Hypothermic circulatory arrest is essential to aortic arch surgery, although consensus regarding optimal cerebral protection strategy remains lacking. We evaluated the current use and comparative effectiveness of hypothermia/cerebral perfusion (CP) strategies in aortic arch surgery.METHODS
Using the Society of Thoracic Surgeons Database, cases of aortic arch surgery with hypothermic circulatory arrest from 2011 to 2014 were categorized by hypothermia strategy—deep/profound (D/P; ≤20°C), low-moderate (L-M; 20.1-24°C), and high-moderate (H-M; 24.1-28°C)—and CP strategy—no CP, antegrade (ACP), retrograde (RCP) or both ACP/RCP. After adjusting for potential confounders, strategies were compared by composite end-point (operative mortality or neurologic complication).RESULTS
Of the 12 521 aortic arch repairs with hypothermic circulatory arrest, the most common combined strategies were straight D/P without CP (25%), D/P + RCP (16%) and D/P + ACP (14%). Overall rates of the primary end-point, operative mortality and stroke were 23%, 12% and 8%, respectively.

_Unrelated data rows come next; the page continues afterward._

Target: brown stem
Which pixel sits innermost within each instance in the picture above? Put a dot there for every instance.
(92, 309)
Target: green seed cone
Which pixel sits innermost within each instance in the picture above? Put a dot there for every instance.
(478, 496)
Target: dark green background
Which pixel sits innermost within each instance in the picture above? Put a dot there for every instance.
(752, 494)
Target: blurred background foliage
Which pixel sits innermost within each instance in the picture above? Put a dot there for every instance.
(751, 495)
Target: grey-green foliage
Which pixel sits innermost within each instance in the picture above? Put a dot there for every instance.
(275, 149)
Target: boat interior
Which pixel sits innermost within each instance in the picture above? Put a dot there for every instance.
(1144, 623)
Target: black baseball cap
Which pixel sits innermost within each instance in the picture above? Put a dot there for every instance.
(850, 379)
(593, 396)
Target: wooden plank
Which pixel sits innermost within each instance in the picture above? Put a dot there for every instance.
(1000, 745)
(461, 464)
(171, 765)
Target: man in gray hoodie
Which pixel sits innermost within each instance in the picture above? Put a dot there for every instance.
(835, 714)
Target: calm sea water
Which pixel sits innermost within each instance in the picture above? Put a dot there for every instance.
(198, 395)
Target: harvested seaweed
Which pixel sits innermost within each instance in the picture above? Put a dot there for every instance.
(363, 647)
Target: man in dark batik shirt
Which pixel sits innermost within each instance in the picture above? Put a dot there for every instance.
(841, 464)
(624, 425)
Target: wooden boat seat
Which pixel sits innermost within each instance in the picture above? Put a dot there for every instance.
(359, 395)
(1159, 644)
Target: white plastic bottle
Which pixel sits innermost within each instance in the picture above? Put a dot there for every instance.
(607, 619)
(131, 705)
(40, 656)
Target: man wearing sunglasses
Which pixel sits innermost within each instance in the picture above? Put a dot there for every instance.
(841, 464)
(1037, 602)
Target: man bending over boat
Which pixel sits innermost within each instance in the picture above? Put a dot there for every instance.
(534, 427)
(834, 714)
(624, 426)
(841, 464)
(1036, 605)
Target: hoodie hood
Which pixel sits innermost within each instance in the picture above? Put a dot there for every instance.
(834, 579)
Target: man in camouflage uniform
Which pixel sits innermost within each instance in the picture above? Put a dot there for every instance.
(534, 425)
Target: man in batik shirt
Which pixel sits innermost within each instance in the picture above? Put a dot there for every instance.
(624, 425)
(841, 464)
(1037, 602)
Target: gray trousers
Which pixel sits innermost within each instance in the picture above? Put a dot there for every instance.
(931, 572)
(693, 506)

Among the 7 most common strategies, the 2 not utilizing CP (straight D/P and straight L-M) appeared inferior, associated with significantly higher risk of the composite end-point (odds ratio: 1.6; P < 0.01); there was no significant difference in composite outcome between the remaining strategies (D/P + ACP, D/P + RCP, L-M + ACP, L-M + RCP and H-M + ACP).CONCLUSIONS
In a comparative effectiveness study of cerebral protection strategies for aortic arch repair, strategies without adjunctive CP, including the most commonly utilized strategy of straight D/P hypothermia, appeared inferior to those utilizing CP. There was no clearly superior strategy among remaining techniques, and randomized trials are needed to define best practice.